Using a target trial emulation approach to approximate randomized comparisons, and applying marginal structural models to adjust for sociodemographic and health-related confounders, the team found that consistent adherence to guidelines during midlife and first achieving the guidelines by age 55 were both associated with approximately a three-point higher PCS compared with persistent inactivity. These effects remained significant after controlling for socioeconomic factors and pre-existing diagnoses. The study observed similar positive patterns across most SF-36 physical subscales.
No meaningful association was found between patterns of physical activity and the SF-36 mental health composite score (MCS) in this cohort. The authors note that while these findings support long-term physical benefits from midlife activity, they do not rule out other mental health benefits that might be detectable with different measures or in different populations.

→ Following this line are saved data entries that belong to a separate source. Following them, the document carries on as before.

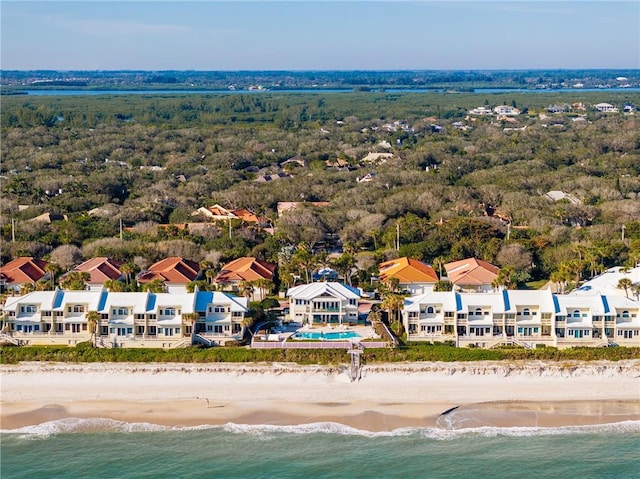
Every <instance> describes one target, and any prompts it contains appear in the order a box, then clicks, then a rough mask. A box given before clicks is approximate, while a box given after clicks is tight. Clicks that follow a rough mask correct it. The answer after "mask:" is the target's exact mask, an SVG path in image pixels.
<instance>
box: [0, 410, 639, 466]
mask: <svg viewBox="0 0 640 479" xmlns="http://www.w3.org/2000/svg"><path fill="white" fill-rule="evenodd" d="M0 445H1V448H2V449H1V452H2V457H1V459H2V461H1V464H0V473H1V477H2V479H12V478H30V479H33V478H70V479H71V478H73V479H77V478H211V477H215V478H230V479H234V478H296V479H298V478H343V477H344V478H386V479H391V478H403V479H405V478H434V479H435V478H437V479H454V478H455V479H458V478H491V479H502V478H523V479H528V478H553V479H560V478H562V479H574V478H580V479H606V478H615V479H626V478H637V477H639V475H640V422H636V421H634V422H627V423H618V424H614V425H605V426H590V427H570V428H556V429H536V428H504V429H499V428H480V429H473V430H467V431H448V430H442V429H437V428H423V429H403V430H397V431H394V432H390V433H366V432H363V431H358V430H354V429H350V428H346V427H344V426H340V425H338V424H333V423H324V424H311V425H305V426H295V427H294V426H290V427H275V426H235V425H227V426H221V427H208V428H191V429H166V428H162V427H159V426H156V427H152V426H150V425H143V424H138V425H133V424H123V423H118V422H115V421H109V420H72V419H68V420H64V421H58V422H57V423H47V424H43V425H40V426H37V427H32V428H25V430H22V431H20V432H13V433H7V432H6V431H5V433H4V434H2V436H1V439H0Z"/></svg>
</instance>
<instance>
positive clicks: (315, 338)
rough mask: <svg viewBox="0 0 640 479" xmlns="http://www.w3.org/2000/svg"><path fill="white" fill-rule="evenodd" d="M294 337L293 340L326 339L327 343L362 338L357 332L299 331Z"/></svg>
mask: <svg viewBox="0 0 640 479" xmlns="http://www.w3.org/2000/svg"><path fill="white" fill-rule="evenodd" d="M292 337H293V339H324V340H327V341H335V340H338V339H351V338H360V337H362V336H360V335H359V334H358V333H356V332H355V331H335V332H334V331H330V332H327V333H318V332H310V331H299V332H297V333H295V334H294V335H293V336H292Z"/></svg>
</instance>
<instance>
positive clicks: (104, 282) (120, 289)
mask: <svg viewBox="0 0 640 479" xmlns="http://www.w3.org/2000/svg"><path fill="white" fill-rule="evenodd" d="M103 286H104V287H105V288H106V289H107V291H109V292H111V293H121V292H123V291H125V290H126V289H127V287H126V285H125V284H124V283H123V282H122V281H118V280H117V279H108V280H106V281H105V282H104V283H103Z"/></svg>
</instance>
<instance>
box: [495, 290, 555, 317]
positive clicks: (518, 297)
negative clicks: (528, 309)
mask: <svg viewBox="0 0 640 479" xmlns="http://www.w3.org/2000/svg"><path fill="white" fill-rule="evenodd" d="M503 293H506V296H507V300H508V303H507V304H506V305H505V307H506V308H507V309H505V311H516V310H517V307H518V306H532V305H535V306H539V307H540V312H541V313H553V312H555V311H556V304H555V301H554V299H553V294H551V290H549V289H535V290H523V289H510V290H508V291H504V292H503Z"/></svg>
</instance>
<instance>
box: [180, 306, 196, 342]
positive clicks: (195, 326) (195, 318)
mask: <svg viewBox="0 0 640 479" xmlns="http://www.w3.org/2000/svg"><path fill="white" fill-rule="evenodd" d="M199 317H200V315H199V314H198V313H196V312H193V313H183V314H182V331H183V336H184V332H185V331H186V328H185V326H187V325H189V326H191V336H192V337H193V335H194V334H195V332H196V321H197V320H198V318H199Z"/></svg>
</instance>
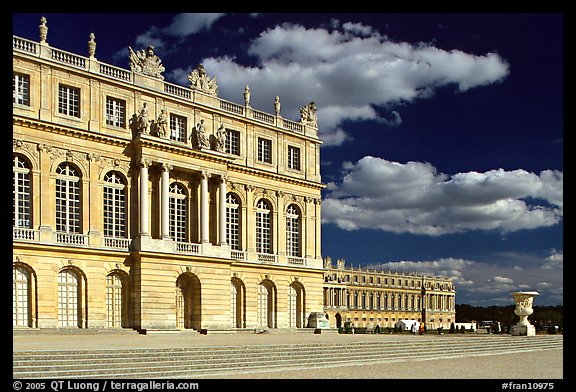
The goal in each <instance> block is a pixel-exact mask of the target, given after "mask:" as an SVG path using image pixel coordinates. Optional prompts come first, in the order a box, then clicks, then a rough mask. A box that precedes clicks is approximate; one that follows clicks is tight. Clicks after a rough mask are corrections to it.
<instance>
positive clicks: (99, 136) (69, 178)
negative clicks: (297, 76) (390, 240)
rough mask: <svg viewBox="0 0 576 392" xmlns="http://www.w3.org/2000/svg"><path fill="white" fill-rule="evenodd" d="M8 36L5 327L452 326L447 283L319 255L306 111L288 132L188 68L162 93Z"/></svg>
mask: <svg viewBox="0 0 576 392" xmlns="http://www.w3.org/2000/svg"><path fill="white" fill-rule="evenodd" d="M39 33H40V34H39V36H40V38H39V41H38V42H36V41H32V40H29V39H24V38H20V37H16V36H13V211H12V215H13V326H14V328H130V329H136V330H139V331H151V330H185V329H194V330H199V331H202V330H206V331H207V330H223V329H228V330H229V329H267V328H304V327H306V325H307V318H308V315H309V314H310V313H311V312H323V311H324V312H326V313H327V314H328V316H329V319H330V322H331V326H332V327H334V328H336V327H340V326H342V325H343V323H344V322H346V321H349V322H351V323H352V324H353V325H355V326H357V327H370V326H376V325H380V326H381V327H392V326H394V323H395V321H397V320H400V319H414V320H418V321H421V322H425V323H426V325H427V326H428V327H429V328H438V327H440V326H442V327H444V328H449V326H450V323H451V322H452V321H455V317H454V295H455V292H454V285H453V284H452V282H451V281H450V280H449V279H445V278H440V277H429V276H424V275H415V274H405V273H397V272H394V273H392V272H389V271H388V272H383V271H369V270H365V269H363V270H360V269H357V270H356V269H353V268H347V267H345V266H344V261H343V260H339V261H338V262H337V266H336V267H334V266H333V265H332V262H331V260H330V259H329V258H327V259H326V260H325V261H323V260H322V257H321V220H320V205H321V190H322V189H323V188H324V185H323V184H322V183H321V178H320V145H321V143H322V142H321V141H320V139H319V138H318V125H317V118H316V106H315V104H314V102H311V103H309V104H307V105H304V106H303V107H302V108H301V109H300V114H301V117H300V119H299V120H298V121H293V120H289V119H285V118H283V117H282V116H281V114H280V101H279V97H276V99H275V102H271V106H272V107H273V108H274V113H266V112H262V111H259V110H255V109H253V108H252V107H251V106H250V90H249V87H248V86H246V88H245V91H244V102H243V103H242V104H237V103H234V102H230V101H227V100H224V99H221V98H219V97H218V86H217V83H216V78H215V77H210V76H208V74H207V73H206V70H205V69H204V67H203V66H202V65H201V64H200V65H198V66H197V67H196V68H195V69H193V71H192V72H191V73H190V75H189V77H188V80H189V81H190V85H189V86H188V87H182V86H179V85H176V84H173V83H168V82H166V81H165V80H164V76H163V75H162V73H163V72H164V66H163V65H162V62H161V59H160V58H159V57H158V56H157V55H156V53H155V52H154V48H153V47H152V46H149V47H148V48H145V49H140V50H138V49H136V50H133V49H132V48H129V52H128V53H127V62H129V64H130V69H129V70H128V69H123V68H119V67H117V66H113V65H110V64H106V63H104V62H101V61H99V60H98V59H97V57H96V41H95V37H94V35H93V34H90V35H89V37H88V38H89V39H88V42H87V56H82V55H78V54H74V53H71V52H67V51H64V50H61V49H57V48H55V47H53V46H51V45H50V44H49V43H48V35H47V23H46V20H45V19H44V18H42V20H41V23H40V26H39Z"/></svg>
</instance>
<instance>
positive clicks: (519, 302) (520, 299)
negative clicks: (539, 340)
mask: <svg viewBox="0 0 576 392" xmlns="http://www.w3.org/2000/svg"><path fill="white" fill-rule="evenodd" d="M537 295H538V292H536V291H517V292H515V293H512V297H514V302H515V303H516V309H514V314H516V315H517V316H518V317H520V321H518V323H517V324H516V325H515V326H513V327H512V330H511V331H510V333H511V334H512V335H513V336H534V335H536V328H534V326H533V325H531V324H530V322H529V321H528V316H530V315H531V314H532V313H534V309H532V304H533V303H534V297H535V296H537Z"/></svg>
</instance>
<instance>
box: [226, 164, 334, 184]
mask: <svg viewBox="0 0 576 392" xmlns="http://www.w3.org/2000/svg"><path fill="white" fill-rule="evenodd" d="M228 171H230V172H235V173H242V174H248V175H251V176H256V177H260V178H266V179H273V180H276V181H280V182H284V183H288V184H293V185H300V186H304V187H308V188H315V189H316V190H322V189H324V188H325V187H326V185H325V184H322V183H319V182H314V181H307V180H301V179H299V178H294V177H290V176H285V175H282V174H277V173H271V172H268V171H264V170H258V169H254V168H251V167H246V166H240V165H236V164H234V163H231V164H229V165H228Z"/></svg>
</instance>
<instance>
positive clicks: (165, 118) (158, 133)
mask: <svg viewBox="0 0 576 392" xmlns="http://www.w3.org/2000/svg"><path fill="white" fill-rule="evenodd" d="M167 134H168V120H167V119H166V114H165V113H164V109H162V110H161V111H160V115H159V116H158V120H156V135H157V136H158V137H166V136H167Z"/></svg>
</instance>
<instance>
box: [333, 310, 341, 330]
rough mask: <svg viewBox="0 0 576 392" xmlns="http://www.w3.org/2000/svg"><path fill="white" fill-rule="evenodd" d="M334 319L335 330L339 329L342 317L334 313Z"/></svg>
mask: <svg viewBox="0 0 576 392" xmlns="http://www.w3.org/2000/svg"><path fill="white" fill-rule="evenodd" d="M334 317H335V318H336V328H340V327H341V326H342V315H341V314H340V313H336V315H335V316H334Z"/></svg>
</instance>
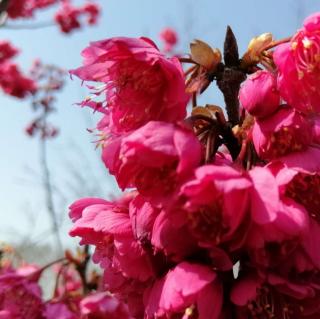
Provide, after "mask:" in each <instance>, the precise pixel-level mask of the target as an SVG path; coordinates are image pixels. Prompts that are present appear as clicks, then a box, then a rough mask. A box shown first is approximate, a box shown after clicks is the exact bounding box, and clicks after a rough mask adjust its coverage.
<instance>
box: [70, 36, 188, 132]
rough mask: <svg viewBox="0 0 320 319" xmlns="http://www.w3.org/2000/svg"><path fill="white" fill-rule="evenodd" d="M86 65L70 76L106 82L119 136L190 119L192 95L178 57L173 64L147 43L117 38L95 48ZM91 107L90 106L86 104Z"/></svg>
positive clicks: (150, 43)
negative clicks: (178, 58) (145, 127)
mask: <svg viewBox="0 0 320 319" xmlns="http://www.w3.org/2000/svg"><path fill="white" fill-rule="evenodd" d="M82 55H83V57H84V66H83V67H80V68H78V69H76V70H72V71H70V73H71V74H75V75H76V76H78V77H79V78H81V79H82V80H85V81H94V82H102V83H105V87H104V88H102V89H101V92H106V102H107V104H108V107H109V108H110V111H111V114H110V121H111V122H110V123H111V124H110V125H111V126H112V130H113V131H120V132H123V131H130V130H133V129H137V128H139V127H140V126H142V125H144V124H146V123H147V122H148V121H151V120H162V121H169V122H175V121H177V120H181V119H183V118H184V117H185V115H186V105H187V102H188V99H189V96H188V95H187V94H186V92H185V84H184V77H183V71H182V68H181V65H180V62H179V61H178V59H177V58H171V59H167V58H166V57H165V56H164V55H163V54H162V53H161V52H160V51H159V50H158V49H157V47H156V46H155V44H154V43H153V42H152V41H151V40H150V39H147V38H138V39H135V38H111V39H107V40H103V41H98V42H94V43H91V45H90V46H89V47H88V48H86V49H85V50H84V51H83V52H82ZM84 104H86V101H84Z"/></svg>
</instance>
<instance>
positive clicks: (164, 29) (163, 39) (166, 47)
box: [160, 27, 178, 52]
mask: <svg viewBox="0 0 320 319" xmlns="http://www.w3.org/2000/svg"><path fill="white" fill-rule="evenodd" d="M160 39H161V40H162V41H163V42H164V52H171V51H172V50H173V48H174V46H175V45H176V44H177V43H178V35H177V32H176V31H175V30H174V29H172V28H169V27H168V28H164V29H163V30H162V31H161V32H160Z"/></svg>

The authors acknowledge limitations, including reliance on self-reported activity, potential residual confounding from unmeasured or incompletely measured health conditions, and limits to generalizability beyond this cohort of Australian midlife women.
“Taken together with prior research, our results add to growing evidence that maintaining or adopting an active lifestyle during mid-age offers important long-term benefits for physical health,” the study team concludes. “A core public health message is that being active for as many years as possible — and ideally reaching the WHO activity target by around age 55 — can help preserve physical functioning in later life.”
Funding: The Australian Longitudinal Study on Women’s Health is funded by the Australian Government Department of Health. Additional investigator and fellowship support for authors is acknowledged from the National Health and Medical Research Council and the New South Wales Cardiovascular Research Capacity Program. Funders had no role in study design, data collection and analysis, decision to publish, or manuscript preparation.
Abstract
Competing interests: The authors have declared that no competing interests exist.
Background
There is limited long-term evidence on how patterns of physical activity across midlife affect health-related quality of life later in life. This study examined 15-year activity patterns and their association with both physical and mental health domains among a large cohort of midlife women in Australia.
Methods and findings
Data were collected at three-year intervals from 1998 to 2019 for 11,336 women in the ALSWH 1946–1951 birth cohort. Primary outcomes in 2019 were SF-36 PCS and MCS scores. Using an emulated trial framework, researchers compared (1) consistent adherence to WHO activity guidelines across the exposure period with (2) initiating guideline-level activity at ages 55, 60, or 65, against the reference of consistent non-adherence. Analyses used marginal structural models adjusted for sociodemographic and health covariates. Consistent adherence and first meeting guidelines at age 55 were each associated with a three-point higher PCS than persistent inactivity. No significant effects were observed for MCS. Limitations include potential unmeasured confounding, self-reported activity, and limited generalizability.
Conclusions
The findings suggest that women who remain active throughout midlife — and those who increase activity to meet WHO guidelines by about age 55 — are likely to experience better physical health-related quality of life in later years. These results support policies and programs that promote sustained physical activity across midlife to preserve physical function and well-being as people age.